Prefazione alla V edizione
di Federico Berti
Contro ogni aspettativa questo libro è arrivato alla quinta edizione, nemmeno un anno dopo l’uscita della quarta; il motivo è che nel frattempo l’emergenza pandemica ha scatenato una serie di riflessioni importanti, essendo cambiato radicalmente l’approccio alla materia. Tutto quello che avevamo imparato fino allo scorso natale, potrebbe essere un passato che non torna. Se nella quarta edizione avevo risposto ad alcune tra le questioni poste dagli stessi lettori e la parte dedicata al conflitto con la cittadinanza era passata in secondo piano per lasciare spazio a una più funzionale pars ‘costruens’, questa nuova edizione è arricchita delle riflessioni sul cambiamento che incombe per l’arte di strada, nella prospettiva a lungo termine d’una società ormai sempre meno futura. Il problema è lo stesso di un anno fa, dobbiamo ricostruire sulle macerie proprio come allora, ma stavolta la ricerca e l’innovazione s’impongono a un diverso livello e su diversi presupposti, in un mondo che non sarà più lo stesso dopo l’isolamento dello scorso inverno.

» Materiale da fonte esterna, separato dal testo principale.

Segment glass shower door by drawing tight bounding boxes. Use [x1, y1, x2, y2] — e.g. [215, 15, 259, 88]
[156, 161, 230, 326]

Questo libro va dunque letto tenendo presente che un primo nucleo è stato pubblicato nel 2016, un secondo nel 2018, un terzo nel 2020, la sua stesura copre dunque l’arco di cinque anni nel corso dei quali sono avvenuti cambiamenti epocali e lo fa seguendoli in tempo reale, come un reportage giornalistico. Se da un lato vi si ritrova dunque un mondo che non esiste più in quella particolare declinazione, dall’altro mostra quel mondo così come nessuna cronaca del tempo lo aveva mostrato, svelandone i retroscena meno evidenti. E’ l’affresco di ciò che eravamo e insieme una riflessione su quel che potremmo diventare nei prossimi decenni, ha insomma il valore di una testimonianza storica accompagnata da una riflessione diacronica in prospettiva. Pensare al domani partendo dall’oggi, tenendo presente quel che è stato ieri. L’altra novità che introduce questa riedizione è l’edizione a stampa, assente nelle precedenti. Prima il libro si poteva solo scaricare in formato digitale, ora se ne può acquistare una copia ‘cartacea’ in qualsiasi libreria anche nei negozi reali, dal libraio sotto casa ad esempio.